昨シーズンレナードが記録したスタッツは平均26.6点7.3リバウンド3.3アシストでプレイオフでは30.5点をマークしていました。

グリーンは平均10.3点を挙げスリーポイント率は45.5%を記録しています。

また、この2人はディフェンス力が高い事でも知られ攻守でチームに貢献できる選手でした。

今季からチームのエースとなったシアカムはペイントエリアで得点を挙げる選手ですが、アウトサイドシュートも上手くディフェンス力にも優れた選手です。

昨シーズンはレナードの陰に隠れる印象となりましたが順調に成長を見せていて、今季は平均22.9点7.4リバウンド3.5アシストと全てキャリアハイを記録していています。

エースになったとはいえシアカムがレナードの代わりを務める訳ではなく、メンバー皆でチームの底上げをした事で今季の成績へ繋げました。

実際得点面で見ればカイル・ラウリーは平均14.2点から19.4点、フレッド・バンブリートは平均11点から17.6点、ノーマン・パウエルは平均8.6点から16点と大きく上げています。

強固なディフェンス力

ラプターズが高めたのは得点力だけでなく平均スティール、ディフェンシブ・レーティングがリーグ2位、平均失点がリーグ1位のディフェンス力です。

元々シアカム、ラウリー、イバカ、アヌノビーなど個々のディフェンス力は高い選手が多いチームですが、相手や時間帯によって作戦を講じるニック・ナースHCの手腕も大きいです。

ラプターズがチーム力を高められたのはハードワークをいとわないタフな選手が多い事もありますが、何よりディフェンディングチャンピオンとして1人の選手が退団したから弱くなったと言われるのはプライドが許さないという気持ちが強かったからではないでしょうか?

怪我人を出しながらも強さが光ったラプターズ

今シーズンはレギュラーシーズンを53勝19敗でイースタン・カンファレンス2位となったラプターズですが、全72試合中ラウリー58試合、バンブリート54試合、シアカム60試合、イバカ55試合、マルク・ガソル44試合の出場と主力選手が怪我で欠場する事が多くありました。

それでも72試合に途中出場しているテレンス・デイビスを始めホリス・ジェファーソン、クリス・ブーシェイなどベンチメンバーを起用し勝利に繋げました。

中でもドラフト外ルーキーのデイビスは31得点を挙げた試合もあるようにチームの期待に応えています。

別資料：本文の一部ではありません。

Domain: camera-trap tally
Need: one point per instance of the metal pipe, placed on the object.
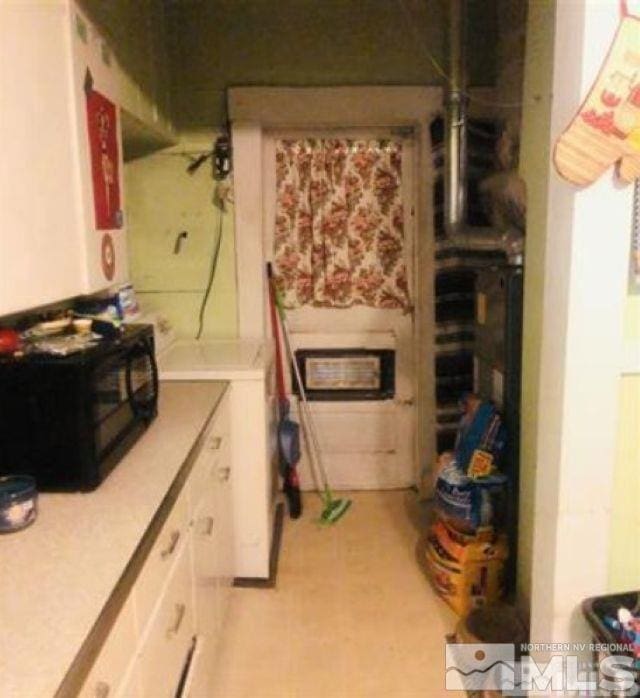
(456, 122)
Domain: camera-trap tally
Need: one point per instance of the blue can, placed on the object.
(18, 502)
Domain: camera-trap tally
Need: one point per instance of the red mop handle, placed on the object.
(282, 393)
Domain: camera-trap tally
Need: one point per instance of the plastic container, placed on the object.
(18, 502)
(599, 611)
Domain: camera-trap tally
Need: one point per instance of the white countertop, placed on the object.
(58, 574)
(235, 359)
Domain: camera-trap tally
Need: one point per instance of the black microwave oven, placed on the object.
(69, 420)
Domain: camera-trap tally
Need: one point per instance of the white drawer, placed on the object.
(171, 541)
(200, 682)
(216, 447)
(109, 669)
(167, 640)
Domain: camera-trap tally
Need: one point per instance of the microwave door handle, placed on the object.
(146, 408)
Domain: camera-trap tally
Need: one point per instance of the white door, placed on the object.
(364, 444)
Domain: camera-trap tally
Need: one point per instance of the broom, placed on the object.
(333, 508)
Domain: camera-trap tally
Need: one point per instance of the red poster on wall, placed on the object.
(103, 143)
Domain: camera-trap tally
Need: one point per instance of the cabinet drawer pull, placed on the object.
(102, 689)
(206, 525)
(181, 609)
(173, 542)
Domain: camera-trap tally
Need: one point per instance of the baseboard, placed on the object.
(274, 556)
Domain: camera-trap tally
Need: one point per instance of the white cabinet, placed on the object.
(169, 635)
(50, 245)
(172, 619)
(212, 529)
(108, 676)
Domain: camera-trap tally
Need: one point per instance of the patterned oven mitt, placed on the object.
(606, 129)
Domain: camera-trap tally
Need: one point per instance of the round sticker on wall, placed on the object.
(108, 257)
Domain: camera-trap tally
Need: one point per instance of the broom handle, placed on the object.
(316, 457)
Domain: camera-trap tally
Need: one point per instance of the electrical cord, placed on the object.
(212, 272)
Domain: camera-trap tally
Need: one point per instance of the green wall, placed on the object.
(162, 200)
(624, 568)
(226, 43)
(136, 31)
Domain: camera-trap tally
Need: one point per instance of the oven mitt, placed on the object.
(606, 129)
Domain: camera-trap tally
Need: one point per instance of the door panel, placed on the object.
(381, 437)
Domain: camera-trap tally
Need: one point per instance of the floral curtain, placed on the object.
(339, 223)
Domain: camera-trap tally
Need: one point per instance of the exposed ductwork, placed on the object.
(456, 122)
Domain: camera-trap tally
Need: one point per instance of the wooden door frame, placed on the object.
(255, 110)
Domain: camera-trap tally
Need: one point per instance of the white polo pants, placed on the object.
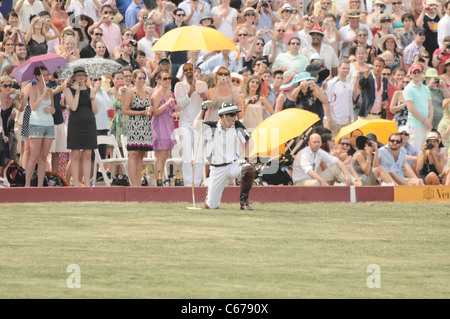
(189, 142)
(218, 179)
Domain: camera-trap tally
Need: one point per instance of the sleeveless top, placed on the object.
(34, 48)
(39, 117)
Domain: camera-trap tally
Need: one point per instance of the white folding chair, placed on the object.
(115, 160)
(175, 154)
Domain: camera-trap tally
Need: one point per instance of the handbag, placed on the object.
(120, 180)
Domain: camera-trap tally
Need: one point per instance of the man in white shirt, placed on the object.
(349, 33)
(146, 43)
(444, 24)
(190, 94)
(307, 163)
(26, 8)
(112, 35)
(340, 110)
(193, 10)
(220, 59)
(223, 138)
(325, 51)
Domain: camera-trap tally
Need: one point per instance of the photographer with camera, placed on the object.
(430, 161)
(438, 92)
(366, 162)
(112, 35)
(441, 54)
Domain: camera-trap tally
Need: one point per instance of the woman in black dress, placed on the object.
(82, 130)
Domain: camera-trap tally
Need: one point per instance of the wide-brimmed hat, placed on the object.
(228, 107)
(415, 67)
(404, 128)
(362, 140)
(384, 38)
(317, 29)
(288, 81)
(76, 20)
(443, 66)
(433, 136)
(354, 13)
(237, 76)
(206, 15)
(285, 6)
(79, 70)
(431, 73)
(304, 76)
(315, 72)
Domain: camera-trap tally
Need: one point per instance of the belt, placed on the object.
(220, 165)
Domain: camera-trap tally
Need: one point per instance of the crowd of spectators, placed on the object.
(343, 60)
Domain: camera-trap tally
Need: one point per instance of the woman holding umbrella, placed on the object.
(136, 105)
(41, 127)
(36, 36)
(82, 130)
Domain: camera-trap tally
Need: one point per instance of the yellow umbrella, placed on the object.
(270, 135)
(380, 127)
(193, 38)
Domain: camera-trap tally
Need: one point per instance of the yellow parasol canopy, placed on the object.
(270, 135)
(193, 38)
(380, 127)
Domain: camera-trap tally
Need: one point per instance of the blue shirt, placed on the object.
(388, 162)
(131, 15)
(420, 96)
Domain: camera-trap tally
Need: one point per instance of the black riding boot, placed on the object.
(248, 175)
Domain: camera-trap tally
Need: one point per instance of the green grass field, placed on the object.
(280, 251)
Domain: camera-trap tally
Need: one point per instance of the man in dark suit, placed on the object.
(374, 91)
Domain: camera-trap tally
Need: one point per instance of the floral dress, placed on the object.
(119, 121)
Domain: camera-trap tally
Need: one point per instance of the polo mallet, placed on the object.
(205, 106)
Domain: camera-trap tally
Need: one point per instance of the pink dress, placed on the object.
(163, 127)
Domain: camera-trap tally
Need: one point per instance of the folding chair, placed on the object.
(115, 160)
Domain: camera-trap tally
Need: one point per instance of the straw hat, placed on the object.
(384, 38)
(443, 66)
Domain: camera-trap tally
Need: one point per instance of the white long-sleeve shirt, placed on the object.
(190, 105)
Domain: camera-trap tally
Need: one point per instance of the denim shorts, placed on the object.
(41, 131)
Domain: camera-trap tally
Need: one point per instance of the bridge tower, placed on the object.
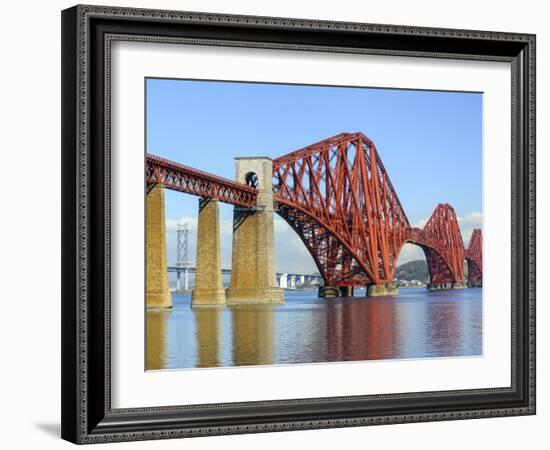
(158, 291)
(253, 278)
(208, 289)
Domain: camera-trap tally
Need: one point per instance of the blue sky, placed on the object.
(430, 143)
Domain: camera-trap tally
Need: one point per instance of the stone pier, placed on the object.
(382, 290)
(208, 290)
(157, 289)
(253, 278)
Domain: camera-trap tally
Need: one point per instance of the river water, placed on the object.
(415, 324)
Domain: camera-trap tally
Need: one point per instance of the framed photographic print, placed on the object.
(277, 224)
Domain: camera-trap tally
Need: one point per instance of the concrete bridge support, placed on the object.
(382, 290)
(157, 289)
(208, 290)
(253, 277)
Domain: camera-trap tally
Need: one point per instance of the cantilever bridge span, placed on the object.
(337, 196)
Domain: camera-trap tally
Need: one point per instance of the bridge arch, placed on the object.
(439, 272)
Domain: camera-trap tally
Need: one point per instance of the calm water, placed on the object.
(307, 329)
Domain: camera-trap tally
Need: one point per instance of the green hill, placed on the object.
(412, 270)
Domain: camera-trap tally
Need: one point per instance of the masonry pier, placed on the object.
(253, 277)
(208, 290)
(382, 290)
(158, 291)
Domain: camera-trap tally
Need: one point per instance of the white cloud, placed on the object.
(290, 252)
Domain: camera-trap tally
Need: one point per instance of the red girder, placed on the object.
(338, 197)
(442, 243)
(186, 179)
(474, 258)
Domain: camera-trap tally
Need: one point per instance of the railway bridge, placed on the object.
(335, 194)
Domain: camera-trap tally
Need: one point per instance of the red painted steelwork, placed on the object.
(474, 258)
(186, 179)
(337, 196)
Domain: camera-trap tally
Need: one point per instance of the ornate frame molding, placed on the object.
(84, 421)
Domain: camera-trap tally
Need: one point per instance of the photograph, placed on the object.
(296, 224)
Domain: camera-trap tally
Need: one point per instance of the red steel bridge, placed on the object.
(337, 196)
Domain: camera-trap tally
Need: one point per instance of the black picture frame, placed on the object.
(87, 416)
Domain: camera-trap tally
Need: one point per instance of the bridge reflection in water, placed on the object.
(416, 324)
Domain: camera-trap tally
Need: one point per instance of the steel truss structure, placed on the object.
(338, 197)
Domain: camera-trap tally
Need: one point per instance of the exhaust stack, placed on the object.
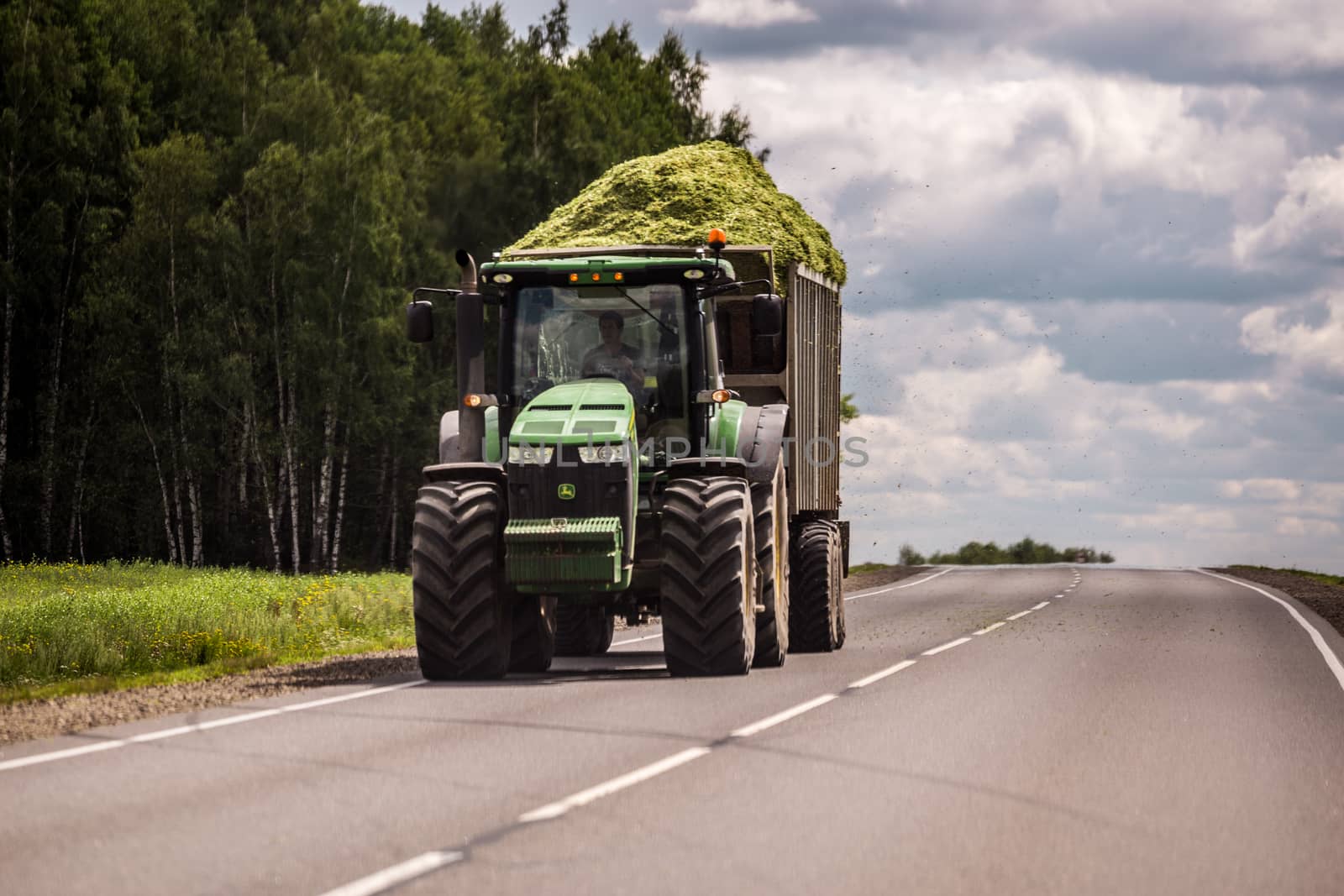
(470, 360)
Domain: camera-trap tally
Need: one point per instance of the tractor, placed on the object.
(662, 441)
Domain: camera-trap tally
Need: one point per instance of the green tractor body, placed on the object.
(660, 438)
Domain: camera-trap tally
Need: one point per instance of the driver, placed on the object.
(615, 358)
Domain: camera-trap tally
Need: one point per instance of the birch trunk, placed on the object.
(163, 485)
(4, 362)
(49, 436)
(391, 539)
(4, 417)
(293, 474)
(324, 490)
(272, 515)
(376, 547)
(340, 506)
(77, 503)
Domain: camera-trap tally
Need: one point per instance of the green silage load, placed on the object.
(676, 196)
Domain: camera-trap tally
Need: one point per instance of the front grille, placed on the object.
(600, 490)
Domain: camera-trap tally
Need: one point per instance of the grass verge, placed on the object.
(1323, 593)
(82, 629)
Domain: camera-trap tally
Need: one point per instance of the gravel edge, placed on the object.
(1326, 600)
(33, 719)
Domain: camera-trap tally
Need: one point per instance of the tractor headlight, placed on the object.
(602, 453)
(530, 453)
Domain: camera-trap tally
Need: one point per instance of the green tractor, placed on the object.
(663, 439)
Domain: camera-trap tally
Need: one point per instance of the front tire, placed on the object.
(770, 506)
(582, 631)
(534, 634)
(709, 577)
(463, 614)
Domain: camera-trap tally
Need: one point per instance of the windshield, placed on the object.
(635, 335)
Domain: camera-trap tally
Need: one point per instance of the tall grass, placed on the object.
(60, 622)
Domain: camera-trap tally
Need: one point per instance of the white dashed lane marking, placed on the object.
(879, 676)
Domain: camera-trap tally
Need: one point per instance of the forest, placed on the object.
(212, 214)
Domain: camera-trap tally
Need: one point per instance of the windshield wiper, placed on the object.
(631, 300)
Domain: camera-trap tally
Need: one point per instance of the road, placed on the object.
(1121, 731)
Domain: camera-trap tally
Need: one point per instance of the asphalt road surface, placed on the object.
(1043, 730)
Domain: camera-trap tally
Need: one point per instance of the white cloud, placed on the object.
(1299, 526)
(1261, 490)
(739, 13)
(1283, 332)
(1308, 222)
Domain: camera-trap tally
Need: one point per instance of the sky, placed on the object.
(1095, 253)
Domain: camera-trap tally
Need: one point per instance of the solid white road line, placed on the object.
(202, 726)
(770, 721)
(1331, 660)
(897, 587)
(396, 875)
(947, 647)
(648, 637)
(608, 788)
(879, 676)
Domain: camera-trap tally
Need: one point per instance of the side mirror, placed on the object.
(766, 315)
(420, 322)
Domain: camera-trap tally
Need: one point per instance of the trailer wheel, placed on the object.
(463, 614)
(709, 577)
(534, 634)
(582, 631)
(770, 504)
(816, 609)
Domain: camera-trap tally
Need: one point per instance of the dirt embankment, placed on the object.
(1324, 598)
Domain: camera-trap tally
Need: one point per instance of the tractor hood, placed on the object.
(581, 412)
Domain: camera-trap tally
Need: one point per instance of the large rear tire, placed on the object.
(463, 610)
(770, 504)
(534, 634)
(582, 631)
(709, 577)
(816, 606)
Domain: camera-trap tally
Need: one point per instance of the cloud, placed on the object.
(1308, 222)
(1213, 42)
(979, 427)
(739, 13)
(1012, 176)
(1288, 333)
(1261, 490)
(1299, 526)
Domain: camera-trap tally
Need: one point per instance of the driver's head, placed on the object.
(611, 324)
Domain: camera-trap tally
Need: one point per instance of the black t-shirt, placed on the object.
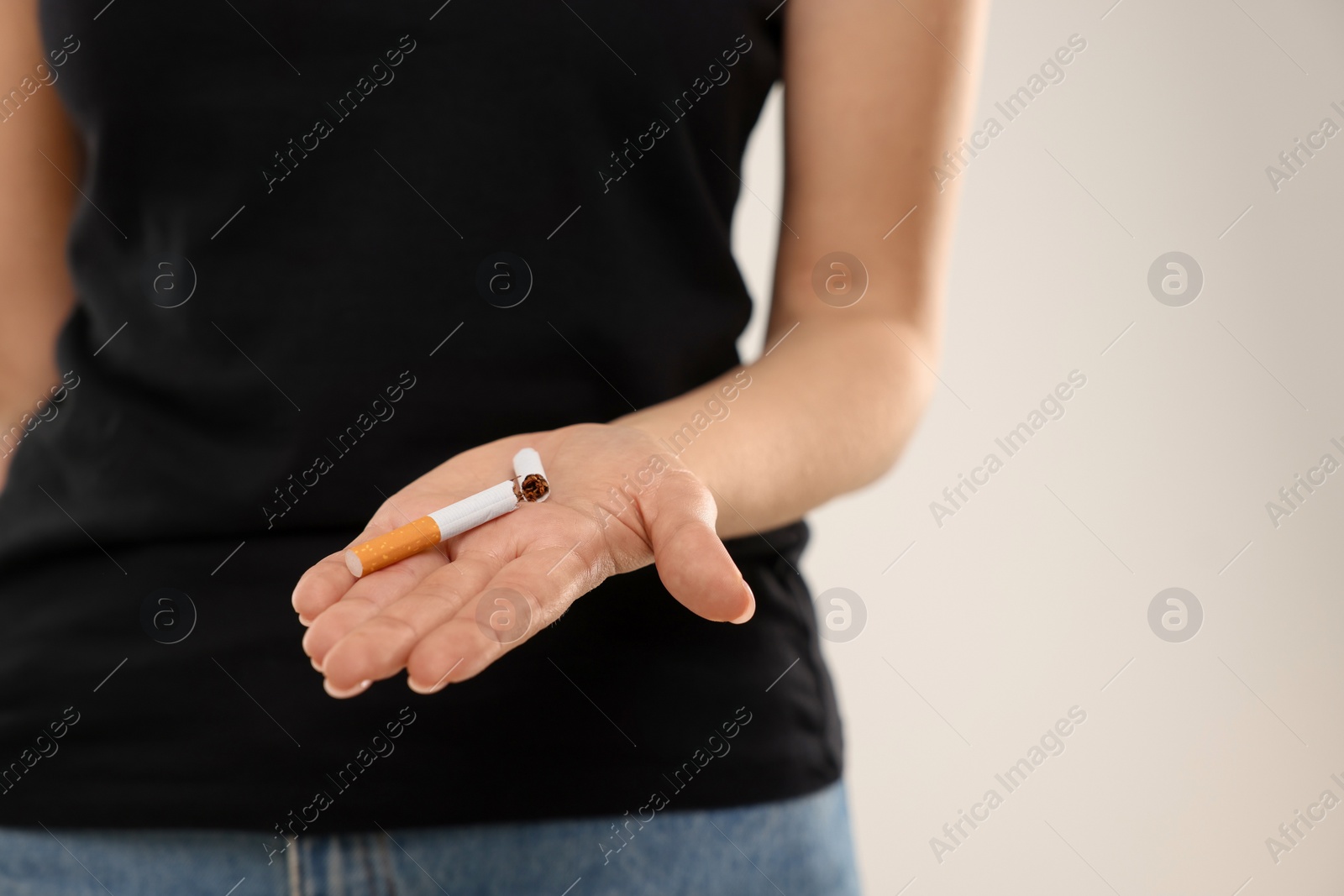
(380, 235)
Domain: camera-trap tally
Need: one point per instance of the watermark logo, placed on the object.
(171, 281)
(504, 280)
(1175, 616)
(504, 616)
(1175, 280)
(840, 616)
(839, 280)
(168, 616)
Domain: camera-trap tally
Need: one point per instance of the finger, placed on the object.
(322, 584)
(521, 600)
(378, 645)
(690, 557)
(366, 598)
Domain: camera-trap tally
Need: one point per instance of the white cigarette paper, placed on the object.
(475, 511)
(528, 485)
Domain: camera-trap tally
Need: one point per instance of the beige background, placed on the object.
(1035, 595)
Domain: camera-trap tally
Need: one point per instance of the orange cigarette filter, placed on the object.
(398, 544)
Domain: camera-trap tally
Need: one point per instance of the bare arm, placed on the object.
(35, 291)
(871, 102)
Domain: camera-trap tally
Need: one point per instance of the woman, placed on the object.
(281, 278)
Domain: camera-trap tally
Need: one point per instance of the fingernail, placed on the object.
(750, 610)
(410, 683)
(349, 692)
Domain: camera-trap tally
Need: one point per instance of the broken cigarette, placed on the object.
(528, 486)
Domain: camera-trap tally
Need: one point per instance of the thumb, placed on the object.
(690, 557)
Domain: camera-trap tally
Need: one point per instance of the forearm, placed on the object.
(827, 411)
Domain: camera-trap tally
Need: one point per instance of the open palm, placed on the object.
(618, 503)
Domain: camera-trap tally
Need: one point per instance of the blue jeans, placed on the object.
(796, 846)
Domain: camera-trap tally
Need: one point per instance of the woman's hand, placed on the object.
(618, 503)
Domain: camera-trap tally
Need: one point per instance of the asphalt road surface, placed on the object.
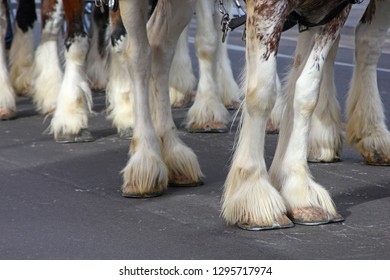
(63, 201)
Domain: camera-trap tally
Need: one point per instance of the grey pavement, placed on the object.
(63, 201)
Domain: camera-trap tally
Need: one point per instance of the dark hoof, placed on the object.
(282, 222)
(185, 185)
(83, 136)
(126, 134)
(141, 195)
(312, 216)
(315, 160)
(7, 114)
(208, 128)
(377, 158)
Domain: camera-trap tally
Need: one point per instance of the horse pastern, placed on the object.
(280, 223)
(313, 216)
(84, 135)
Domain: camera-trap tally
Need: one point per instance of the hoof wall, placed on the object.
(378, 159)
(316, 160)
(7, 114)
(282, 222)
(83, 136)
(313, 217)
(208, 128)
(141, 195)
(125, 134)
(185, 185)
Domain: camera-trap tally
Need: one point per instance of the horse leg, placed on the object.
(97, 57)
(275, 118)
(7, 94)
(119, 92)
(22, 48)
(307, 202)
(182, 80)
(74, 102)
(249, 199)
(228, 87)
(47, 67)
(145, 174)
(366, 127)
(164, 29)
(208, 112)
(325, 138)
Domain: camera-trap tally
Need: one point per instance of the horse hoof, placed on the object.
(185, 185)
(7, 114)
(312, 216)
(210, 127)
(83, 136)
(126, 134)
(134, 192)
(282, 222)
(234, 105)
(271, 128)
(377, 158)
(183, 103)
(318, 160)
(141, 195)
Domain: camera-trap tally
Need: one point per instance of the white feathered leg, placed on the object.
(307, 202)
(249, 199)
(228, 87)
(182, 80)
(325, 138)
(274, 120)
(21, 61)
(119, 92)
(97, 57)
(164, 29)
(145, 174)
(47, 67)
(366, 127)
(208, 112)
(7, 95)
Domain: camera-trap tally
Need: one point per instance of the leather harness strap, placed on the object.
(295, 18)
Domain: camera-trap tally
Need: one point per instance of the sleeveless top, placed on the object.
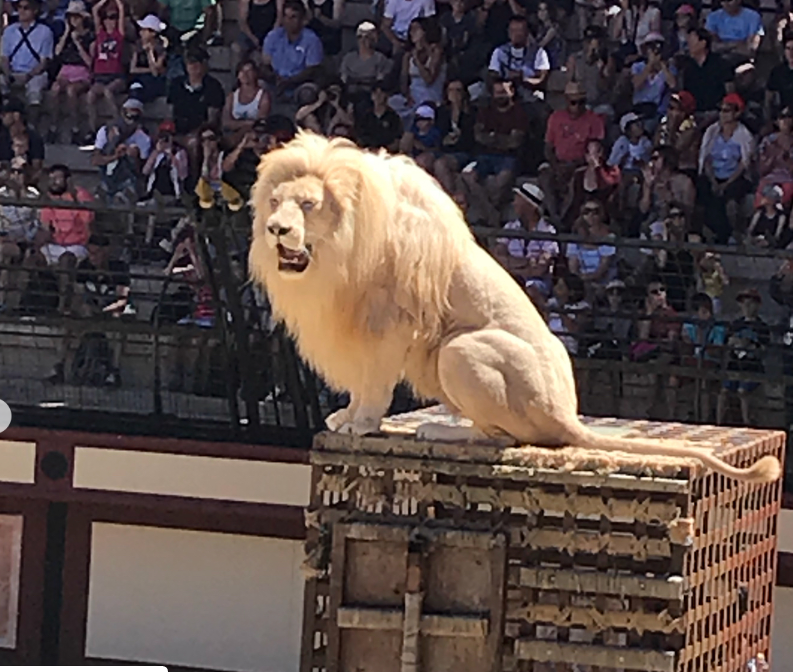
(245, 111)
(107, 59)
(261, 18)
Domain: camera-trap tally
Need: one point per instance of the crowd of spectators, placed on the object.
(644, 119)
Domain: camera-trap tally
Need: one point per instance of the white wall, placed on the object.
(224, 601)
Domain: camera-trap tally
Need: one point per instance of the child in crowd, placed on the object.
(768, 227)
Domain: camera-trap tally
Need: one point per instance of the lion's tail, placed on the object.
(766, 470)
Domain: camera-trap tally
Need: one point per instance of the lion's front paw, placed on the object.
(337, 419)
(360, 427)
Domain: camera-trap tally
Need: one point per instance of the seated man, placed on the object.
(120, 149)
(104, 292)
(292, 53)
(521, 60)
(362, 68)
(27, 47)
(196, 99)
(736, 30)
(67, 233)
(499, 131)
(566, 138)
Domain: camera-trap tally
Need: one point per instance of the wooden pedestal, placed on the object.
(429, 557)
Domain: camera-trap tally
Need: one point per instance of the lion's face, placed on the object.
(300, 219)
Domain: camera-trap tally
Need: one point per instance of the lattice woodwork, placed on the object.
(597, 561)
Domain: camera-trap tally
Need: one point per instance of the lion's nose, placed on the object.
(277, 229)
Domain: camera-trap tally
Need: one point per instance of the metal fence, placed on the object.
(240, 377)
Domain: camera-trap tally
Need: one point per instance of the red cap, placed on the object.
(686, 100)
(734, 99)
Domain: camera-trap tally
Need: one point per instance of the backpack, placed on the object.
(93, 361)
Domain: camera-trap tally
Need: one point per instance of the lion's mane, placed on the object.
(398, 241)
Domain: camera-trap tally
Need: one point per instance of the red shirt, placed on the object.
(569, 136)
(107, 59)
(69, 227)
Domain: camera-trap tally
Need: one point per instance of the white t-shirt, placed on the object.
(404, 11)
(507, 57)
(530, 249)
(139, 139)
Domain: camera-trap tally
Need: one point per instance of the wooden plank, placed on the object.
(596, 656)
(309, 623)
(432, 625)
(338, 562)
(592, 542)
(594, 620)
(617, 481)
(367, 618)
(600, 583)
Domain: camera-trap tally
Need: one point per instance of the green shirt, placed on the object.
(187, 14)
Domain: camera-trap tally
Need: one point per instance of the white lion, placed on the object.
(374, 271)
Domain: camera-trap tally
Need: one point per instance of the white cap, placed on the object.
(652, 37)
(133, 104)
(425, 112)
(151, 22)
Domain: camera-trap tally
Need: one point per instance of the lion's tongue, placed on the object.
(289, 254)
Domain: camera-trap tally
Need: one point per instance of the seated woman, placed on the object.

1月半ばにはチーム最長となる15連勝を記録しオールスターブレイクまでに40勝を挙げるとリーグ中断時には46勝18敗となりました。

順位決定戦でも7勝1敗と絶好調だったラプターズは昨シーズンと同じ2位を確保し、プレイオフ1回戦でネッツと対戦します。主力を怪我で欠くネッツを相手に危なげなく勝利を重ね第4戦では150点を挙げスイープで勝ち進みます。

2回戦はイースト3位のセルティックスと対戦しますが、1.2戦を連敗で落とします。

続く3.4戦では守備を徹底し連勝で持ち直しましたが5戦で敗北。

後がなくなった6戦はダブルオーバータイムに突入する接戦を勝ちとりましたが、最終戦では一歩及ばず破れ連覇の夢は潰えました。

チームの課題

レギュラーシーズンではチームで戦い強さを発揮してきたラプターズでしたが、プレイオフでは現状チームの課題も見えてきました。

セルティックスに敗れた要因の1つがシアカムの不調です。

レギュラーシーズンでは平均22.9点をマークしていましたがセルティックス戦では平均14.9点まで落としており、無理に攻め込もうとしてターンオーバーを犯すシーンも増えていました。

レギュラーシーズンと違いプレイオフでは得点源を抑えられるかが勝利の鍵となる為、エースを徹底マークするのが当たり前でセルティックスのような守備の良いチームなら尚更厳しくマークします。

今シリーズのシアカムは第5戦10点、第6戦12点、第7戦13点と特に大事な局面で得点を抑えられてしまったので、ここが今後の課題になりそうです。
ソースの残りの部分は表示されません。